Father John Jalopy (The Big Bad Wolf) has something to add to all of this. See his new videos exhorting us all to progress the Faith:

THE NUCLEAR WASTE OF THE SOUL http://www.youtube.com/watch?v=0MlsAY4fsmg

“PERMISSIVE PARENTING”
http://www.youtube.com/watch?v=X-YC6nv3t_o

“THE DANGER OF DANGERS”

Paul W. Primavera
Saturday, August 13, AD 2011 10:34am

You’re touched, Donald! 😉 But I enjoyed the videos, nevertheless!

Mack
Mack
Saturday, August 13, AD 2011 2:49pm

Perhaps the lines should be read as Anglo-Saxon four-beat lines. Cf. “Seafarer,” BEOWULF, and Coleridge’s “Christabel.”

Chris
Saturday, August 13, AD 2011 5:33pm

And there is still more ancient works occasionally found saved in the monastic libraries of Europe. But ask anyone, the Catholic Church is against knowledge and learning.

Paul Primavera
Saturday, August 13, AD 2011 6:27pm

There are people more touched than Donald R. McClarey!

Father John Jalopy! By ye gods! Absolutely fantastic! I gotta stop laughing before I bust open my gut!

Don the Kiwi
Don the Kiwi
Saturday, August 13, AD 2011 6:44pm

That comedy clip is brilliant 😆
I wonder how many other situations could be dreamt up to apply the same thinking?

Hank
Monday, August 15, AD 2011 6:24pm

Don

The second video is pitch perfect, I have loved it ever since I first saw it.

At least Brother Tech Person did not have to explain that it works better if you jush push the button that says “Off/on” in a friendly and helpful tone of voice.

pat
pat
Monday, August 15, AD 2011 6:39pm

Interesting….Christianity preserved knowledge and fostered learning. The world had grown old and weary (to paraphrase Chesterton), and Christianity breathed new life into it. Yes, this is marvellous.

pat
pat
Monday, August 15, AD 2011 6:45pm

And right about now we’re getting tired of programs, schemes and of planning. Tired of building and of projects. People can’t reason well anymore.

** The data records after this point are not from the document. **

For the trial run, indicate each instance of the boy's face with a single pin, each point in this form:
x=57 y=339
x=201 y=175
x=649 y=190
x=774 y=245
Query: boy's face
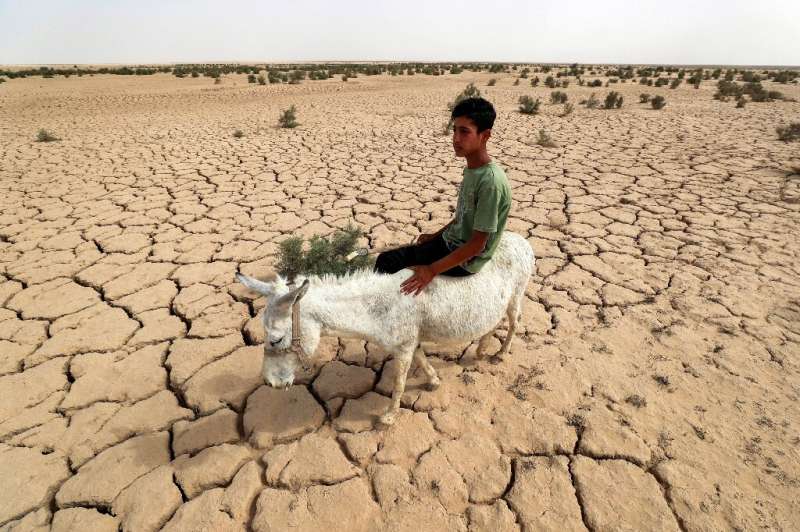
x=466 y=139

People don’t know how to live life. And only Christianity can help. Only Christ can rescue the individual. More often than not, it’s that very brokenness that leads us to God, drawing us closer and closer to Him. Otherwise we’d be fine. We’d ignore Him, too wrapped up in ourselves and allthat we have and do. No, I would not lament decline. Of course it’s never enjoyable. But anything that brings people closer to God and further away from themselves is profitable beyond measure.